中国が金の取引を閉鎖

「何が『お金』であり、誰がそれを管理するのか」をめぐる争いが、俄然面白くなってきました。
年初には、一部の投資家が、年末までに金(ゴールド)の価格が1オンスあたり2万ドルに達すると予想して賭けを行っていたようです。
現在、金の価格は4,000ドルに近い水準にあります。
しかし興味深いのは、6月24日に中国最大級の銀行の一つである中国工商銀行(ICBC)が、個人投資家向けの「ペーパーゴールド(金預金や金関連の金融商品)」取引を停止すると発表したことです。

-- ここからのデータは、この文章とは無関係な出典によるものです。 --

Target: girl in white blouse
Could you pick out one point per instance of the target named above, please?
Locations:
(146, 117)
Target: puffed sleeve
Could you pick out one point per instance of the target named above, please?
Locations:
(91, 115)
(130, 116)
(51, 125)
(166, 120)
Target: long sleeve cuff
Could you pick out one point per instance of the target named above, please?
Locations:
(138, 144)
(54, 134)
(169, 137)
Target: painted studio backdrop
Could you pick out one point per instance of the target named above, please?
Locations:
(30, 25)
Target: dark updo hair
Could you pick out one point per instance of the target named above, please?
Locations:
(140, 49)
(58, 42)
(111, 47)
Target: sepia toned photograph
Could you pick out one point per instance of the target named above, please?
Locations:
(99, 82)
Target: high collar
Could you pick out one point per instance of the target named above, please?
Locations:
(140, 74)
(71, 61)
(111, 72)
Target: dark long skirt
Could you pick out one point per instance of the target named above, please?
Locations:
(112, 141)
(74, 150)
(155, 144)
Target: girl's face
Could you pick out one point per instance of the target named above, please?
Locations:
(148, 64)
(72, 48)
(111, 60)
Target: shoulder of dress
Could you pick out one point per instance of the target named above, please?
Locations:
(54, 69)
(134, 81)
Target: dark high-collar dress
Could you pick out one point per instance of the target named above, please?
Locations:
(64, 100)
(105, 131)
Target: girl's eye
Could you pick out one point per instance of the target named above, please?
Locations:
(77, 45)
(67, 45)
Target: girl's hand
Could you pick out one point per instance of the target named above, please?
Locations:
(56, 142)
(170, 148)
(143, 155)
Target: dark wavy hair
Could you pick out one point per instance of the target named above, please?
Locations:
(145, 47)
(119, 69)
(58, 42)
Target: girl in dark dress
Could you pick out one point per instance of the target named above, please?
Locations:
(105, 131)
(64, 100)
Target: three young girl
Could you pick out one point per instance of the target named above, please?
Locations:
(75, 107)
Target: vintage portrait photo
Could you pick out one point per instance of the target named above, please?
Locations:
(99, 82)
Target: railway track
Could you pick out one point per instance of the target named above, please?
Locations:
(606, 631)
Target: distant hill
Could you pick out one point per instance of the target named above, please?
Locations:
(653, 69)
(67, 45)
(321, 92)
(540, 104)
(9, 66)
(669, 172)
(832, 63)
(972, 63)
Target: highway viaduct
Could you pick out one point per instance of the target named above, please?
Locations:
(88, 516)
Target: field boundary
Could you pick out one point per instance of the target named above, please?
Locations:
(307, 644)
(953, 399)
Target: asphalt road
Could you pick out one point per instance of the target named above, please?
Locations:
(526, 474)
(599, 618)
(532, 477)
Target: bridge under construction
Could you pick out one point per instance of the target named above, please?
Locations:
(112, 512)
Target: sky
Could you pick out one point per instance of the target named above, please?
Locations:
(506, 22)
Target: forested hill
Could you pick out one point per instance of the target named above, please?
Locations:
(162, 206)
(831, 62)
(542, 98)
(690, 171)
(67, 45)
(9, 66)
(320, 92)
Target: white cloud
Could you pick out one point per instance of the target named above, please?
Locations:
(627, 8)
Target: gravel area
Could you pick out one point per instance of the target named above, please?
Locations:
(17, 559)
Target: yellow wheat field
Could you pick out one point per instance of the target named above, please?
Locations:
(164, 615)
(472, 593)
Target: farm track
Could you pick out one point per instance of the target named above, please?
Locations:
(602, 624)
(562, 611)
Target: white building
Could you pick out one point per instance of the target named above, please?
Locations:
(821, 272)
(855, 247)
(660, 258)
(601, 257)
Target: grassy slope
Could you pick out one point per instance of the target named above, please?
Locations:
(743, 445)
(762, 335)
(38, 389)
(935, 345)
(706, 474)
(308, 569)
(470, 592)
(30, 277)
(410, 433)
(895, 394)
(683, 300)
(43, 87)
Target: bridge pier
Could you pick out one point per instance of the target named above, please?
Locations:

これはどういうことかと言うと、7月24日以降、銀行を通じて金を取引しようとする中国の一般市民は、その取引ができなくなるということです。
こうした動きを見せているのはICBCだけではありません。
最初に動いたのは中国郵政儲蓄銀行で、続いて平安銀行、そして6月には広発銀行も同様の発表を行いました。
つまり、中国の主要な金融機関が次々と個人向け取引を打ち切っているのです。
では、なぜ中国はこのようなことをしているのでしょうか?
彼らが公にしている理由は、価格変動(ボラティリティ)、つまり金の激しい上下動から市民を守るため、というものです。
こうした措置が取られる背景には、1月29日に金(スポット価格)が1オンスあたり1万5,000ドルを超える史上最高値を記録した後、暴落したという経緯があります。
この動画を撮影している時点では、金の価格は1オンスあたり約4,000ドルで取引されています。
これはピーク時から約28%の下落です。
そこで当然ながら、人々を守るために、中国の銀行は「証拠金率」を140%に引き上げました。
これは業界として過去最高の水準です。
ちなみに証拠金率とは、資金を借り入れる際に必要となる担保の割合のことです。
今回のようにその比率が引き上げられると、より少ない資金を借りるためにより多額の資金(担保)を用意しなければならなくなります。
中国は今や、投資額そのものの価値を上回るほどの担保を要求しているのです。
つまり、公式な理由は「金の価格変動が激しく、個人投資家が損失を被っているため、政府(当局)が介入して彼らを守る必要がある」というものです。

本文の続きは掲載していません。